Photograph from September 11

Photograph from September 11 

BY WISŁAWA SZYMBORSKA

TRANSLATED BY CLARE CAVANAGH

They jumped from the burning floors—

one, two, a few more,

higher, lower.

 

The photograph halted them in life,

and now keeps them

above the earth toward the earth.

 

Each is still complete,

with a particular face

and blood well hidden.

 

There’s enough time

for hair to come loose,

for keys and coins

to fall from pockets.

 

They’re still within the air’s reach,

within the compass of places

that have just now opened.

 

I can do only two things for them—

describe this flight

and not add a last line.

Audio recording:  https://www.poetryfoundation.org/play/74759


About the author

(Excerpt from https://www.poetryfoundation.org/poets/wisaawa-szymborska)

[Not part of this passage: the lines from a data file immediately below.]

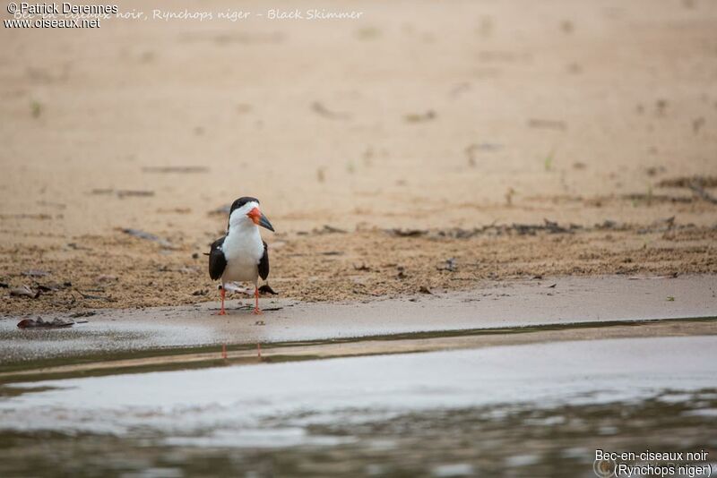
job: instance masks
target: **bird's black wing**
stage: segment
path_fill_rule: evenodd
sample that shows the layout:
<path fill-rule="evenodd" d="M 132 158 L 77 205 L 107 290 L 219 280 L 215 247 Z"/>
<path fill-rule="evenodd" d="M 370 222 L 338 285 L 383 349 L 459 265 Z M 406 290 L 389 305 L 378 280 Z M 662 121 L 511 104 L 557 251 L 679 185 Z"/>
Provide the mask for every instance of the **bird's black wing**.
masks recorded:
<path fill-rule="evenodd" d="M 259 277 L 266 280 L 266 277 L 269 277 L 269 246 L 263 241 L 262 242 L 263 243 L 263 255 L 259 260 Z"/>
<path fill-rule="evenodd" d="M 227 267 L 227 258 L 224 257 L 224 252 L 221 250 L 221 244 L 224 243 L 225 235 L 221 239 L 217 239 L 212 243 L 212 251 L 209 252 L 209 277 L 213 280 L 217 280 L 224 273 L 224 268 Z M 264 249 L 264 254 L 266 250 Z"/>

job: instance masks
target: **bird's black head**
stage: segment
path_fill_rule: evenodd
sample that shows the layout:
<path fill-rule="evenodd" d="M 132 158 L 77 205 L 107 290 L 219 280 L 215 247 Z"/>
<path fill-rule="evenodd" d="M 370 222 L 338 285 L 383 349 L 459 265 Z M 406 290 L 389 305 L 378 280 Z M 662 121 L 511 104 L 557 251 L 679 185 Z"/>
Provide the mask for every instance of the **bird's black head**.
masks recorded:
<path fill-rule="evenodd" d="M 266 216 L 264 216 L 262 211 L 259 210 L 258 206 L 259 200 L 249 196 L 245 196 L 235 201 L 231 204 L 231 209 L 229 209 L 229 225 L 227 226 L 227 231 L 231 228 L 232 225 L 238 226 L 248 218 L 256 226 L 266 227 L 270 231 L 273 232 L 274 228 L 272 226 L 272 223 L 269 222 L 269 219 L 266 218 Z M 236 214 L 235 211 L 237 211 Z M 245 222 L 244 224 L 248 223 Z"/>
<path fill-rule="evenodd" d="M 234 209 L 238 209 L 247 202 L 252 202 L 252 201 L 257 204 L 259 203 L 259 200 L 257 200 L 256 198 L 252 198 L 251 196 L 244 196 L 243 198 L 238 199 L 237 201 L 231 203 L 231 209 L 229 209 L 229 216 L 231 216 L 231 213 L 234 212 Z"/>

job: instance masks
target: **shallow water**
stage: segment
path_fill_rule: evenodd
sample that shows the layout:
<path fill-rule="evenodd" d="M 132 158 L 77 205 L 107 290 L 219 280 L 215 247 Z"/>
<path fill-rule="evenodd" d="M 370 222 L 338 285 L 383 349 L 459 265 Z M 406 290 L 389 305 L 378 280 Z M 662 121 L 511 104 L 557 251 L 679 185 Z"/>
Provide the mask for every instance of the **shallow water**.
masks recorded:
<path fill-rule="evenodd" d="M 228 366 L 2 391 L 2 476 L 594 476 L 596 448 L 715 449 L 717 337 Z"/>

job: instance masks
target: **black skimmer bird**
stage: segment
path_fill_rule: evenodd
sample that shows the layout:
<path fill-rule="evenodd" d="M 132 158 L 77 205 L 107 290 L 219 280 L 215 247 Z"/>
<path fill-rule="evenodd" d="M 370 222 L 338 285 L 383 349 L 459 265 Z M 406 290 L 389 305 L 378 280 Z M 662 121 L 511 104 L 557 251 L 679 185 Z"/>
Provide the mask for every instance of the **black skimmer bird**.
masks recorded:
<path fill-rule="evenodd" d="M 254 282 L 255 304 L 254 313 L 259 309 L 259 277 L 269 277 L 269 251 L 259 234 L 259 226 L 273 232 L 272 223 L 259 210 L 259 200 L 244 197 L 234 201 L 229 209 L 227 235 L 214 241 L 209 252 L 209 277 L 221 279 L 221 310 L 226 315 L 224 295 L 226 285 L 231 282 Z"/>

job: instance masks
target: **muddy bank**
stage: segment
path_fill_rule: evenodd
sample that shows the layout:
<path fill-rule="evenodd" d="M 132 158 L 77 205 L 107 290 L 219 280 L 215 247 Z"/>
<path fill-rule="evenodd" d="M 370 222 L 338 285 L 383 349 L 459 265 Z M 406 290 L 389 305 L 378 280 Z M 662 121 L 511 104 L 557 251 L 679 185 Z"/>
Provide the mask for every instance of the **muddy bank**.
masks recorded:
<path fill-rule="evenodd" d="M 565 223 L 356 232 L 320 228 L 268 238 L 267 298 L 357 301 L 471 290 L 549 276 L 717 273 L 717 228 Z M 0 313 L 78 312 L 216 300 L 208 246 L 167 248 L 122 232 L 62 246 L 0 247 Z M 12 295 L 26 286 L 29 292 Z"/>
<path fill-rule="evenodd" d="M 248 300 L 245 300 L 247 303 Z M 604 323 L 717 316 L 717 277 L 686 276 L 562 277 L 492 282 L 472 291 L 416 294 L 368 303 L 305 303 L 269 300 L 261 317 L 237 301 L 228 316 L 217 303 L 145 310 L 100 310 L 86 324 L 20 330 L 0 320 L 0 361 L 31 363 L 61 356 L 257 343 L 350 339 L 415 332 Z M 49 318 L 71 319 L 67 314 Z M 81 319 L 76 319 L 81 320 Z M 120 357 L 121 358 L 121 357 Z M 56 363 L 55 363 L 56 364 Z"/>

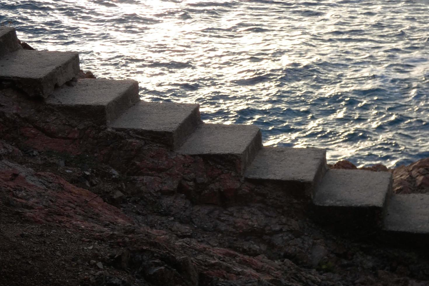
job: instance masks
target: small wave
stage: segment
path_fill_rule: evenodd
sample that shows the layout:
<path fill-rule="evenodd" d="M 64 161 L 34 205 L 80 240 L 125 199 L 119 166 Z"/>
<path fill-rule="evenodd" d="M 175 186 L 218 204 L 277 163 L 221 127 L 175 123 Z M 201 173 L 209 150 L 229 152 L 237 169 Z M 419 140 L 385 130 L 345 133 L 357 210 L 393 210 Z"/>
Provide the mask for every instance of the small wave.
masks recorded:
<path fill-rule="evenodd" d="M 164 67 L 175 69 L 193 69 L 193 66 L 190 62 L 182 63 L 172 60 L 168 62 L 155 62 L 151 63 L 144 65 L 149 67 Z"/>

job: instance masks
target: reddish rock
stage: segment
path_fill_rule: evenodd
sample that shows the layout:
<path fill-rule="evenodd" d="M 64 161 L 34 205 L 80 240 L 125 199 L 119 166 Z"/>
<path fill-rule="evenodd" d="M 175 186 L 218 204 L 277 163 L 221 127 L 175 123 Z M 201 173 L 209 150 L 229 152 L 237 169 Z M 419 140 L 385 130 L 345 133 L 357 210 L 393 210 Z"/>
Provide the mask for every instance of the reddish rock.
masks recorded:
<path fill-rule="evenodd" d="M 396 193 L 429 192 L 429 158 L 393 170 L 393 191 Z"/>
<path fill-rule="evenodd" d="M 378 164 L 375 165 L 372 167 L 363 167 L 359 168 L 361 170 L 366 170 L 367 171 L 372 171 L 374 172 L 387 172 L 389 169 L 387 167 L 382 164 Z"/>
<path fill-rule="evenodd" d="M 352 170 L 357 169 L 357 168 L 355 166 L 353 163 L 347 160 L 338 161 L 333 166 L 331 167 L 332 169 L 346 169 L 347 170 Z"/>

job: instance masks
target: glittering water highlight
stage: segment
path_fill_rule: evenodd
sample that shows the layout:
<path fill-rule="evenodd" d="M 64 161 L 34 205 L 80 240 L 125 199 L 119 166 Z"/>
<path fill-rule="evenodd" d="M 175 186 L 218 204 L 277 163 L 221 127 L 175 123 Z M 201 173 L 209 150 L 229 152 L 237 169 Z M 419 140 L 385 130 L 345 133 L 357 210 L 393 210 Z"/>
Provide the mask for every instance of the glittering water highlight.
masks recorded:
<path fill-rule="evenodd" d="M 418 0 L 0 0 L 38 49 L 74 50 L 143 99 L 199 103 L 264 145 L 388 166 L 429 157 L 429 9 Z"/>

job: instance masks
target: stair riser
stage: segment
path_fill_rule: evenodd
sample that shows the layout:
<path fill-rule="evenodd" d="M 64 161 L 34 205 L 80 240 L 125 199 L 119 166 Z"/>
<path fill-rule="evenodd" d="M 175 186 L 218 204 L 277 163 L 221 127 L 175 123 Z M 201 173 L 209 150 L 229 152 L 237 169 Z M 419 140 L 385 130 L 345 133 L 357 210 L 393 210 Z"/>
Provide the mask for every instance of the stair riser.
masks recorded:
<path fill-rule="evenodd" d="M 358 232 L 363 237 L 372 235 L 383 224 L 383 208 L 375 207 L 353 208 L 313 205 L 313 220 L 333 230 Z"/>
<path fill-rule="evenodd" d="M 15 29 L 9 27 L 0 27 L 0 34 L 1 34 L 0 36 L 0 58 L 18 49 L 22 48 L 18 43 Z"/>
<path fill-rule="evenodd" d="M 241 156 L 241 164 L 238 168 L 240 174 L 244 174 L 246 168 L 251 164 L 262 148 L 262 134 L 259 130 Z"/>
<path fill-rule="evenodd" d="M 199 106 L 192 111 L 173 133 L 172 140 L 170 140 L 171 146 L 174 150 L 178 149 L 201 123 Z"/>
<path fill-rule="evenodd" d="M 316 194 L 316 190 L 317 186 L 321 182 L 323 177 L 328 171 L 328 164 L 326 162 L 326 151 L 324 151 L 324 156 L 321 160 L 319 168 L 314 175 L 314 178 L 313 179 L 313 182 L 311 185 L 309 185 L 305 190 L 305 195 L 309 198 L 313 198 Z"/>
<path fill-rule="evenodd" d="M 106 120 L 109 124 L 116 119 L 127 109 L 139 102 L 139 83 L 136 81 L 120 96 L 118 96 L 106 107 Z"/>

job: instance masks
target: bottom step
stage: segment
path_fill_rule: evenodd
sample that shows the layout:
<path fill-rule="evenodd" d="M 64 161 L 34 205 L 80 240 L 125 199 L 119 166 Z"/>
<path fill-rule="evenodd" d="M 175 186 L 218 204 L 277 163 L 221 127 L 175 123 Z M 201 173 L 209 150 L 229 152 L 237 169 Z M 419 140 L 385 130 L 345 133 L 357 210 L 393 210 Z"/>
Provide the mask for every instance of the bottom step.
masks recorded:
<path fill-rule="evenodd" d="M 384 218 L 388 231 L 429 234 L 429 195 L 392 196 Z"/>
<path fill-rule="evenodd" d="M 392 192 L 392 174 L 363 170 L 329 170 L 313 202 L 325 222 L 378 226 Z"/>

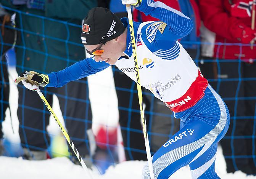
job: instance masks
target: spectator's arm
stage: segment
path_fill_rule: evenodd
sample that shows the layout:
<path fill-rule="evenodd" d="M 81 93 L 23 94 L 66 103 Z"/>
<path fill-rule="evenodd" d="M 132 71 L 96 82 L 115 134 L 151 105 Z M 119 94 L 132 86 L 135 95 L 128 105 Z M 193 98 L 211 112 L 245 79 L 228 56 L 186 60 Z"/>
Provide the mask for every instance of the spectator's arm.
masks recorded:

Well-known in her native Poland, Wisława Szymborska [1923 – 2012] received international recognition when she won the Nobel Prize for Literature in 1996. In awarding the prize, the Academy praised her “poetry that with ironic precision allows the historical and biological context to come to light in fragments of human reality.” Collections of her poems that have been translated into English include People on a Bridge (1990), View with a Grain of Sand: Selected Poems (1995), Miracle Fair (2001), and Monologue of a Dog (2005).

Readers of Szymborska’s poetry have often noted its wit, irony, and deceptive simplicity. Her poetry examines domestic details and occasions, playing these against the backdrop of history. In the poem “The End and the Beginning,” Szymborska writes, “After every war / someone’s got to tidy up.”

Szymborska lived most of her life in Krakow; she studied Polish literature and society at Jagiellonian University and worked as an editor and columnist. A selection of her reviews was published in English under the title Nonrequired Reading: Prose Pieces (2002). She received the Polish PEN Club prize, the Goethe Prize, and the Herder Prize.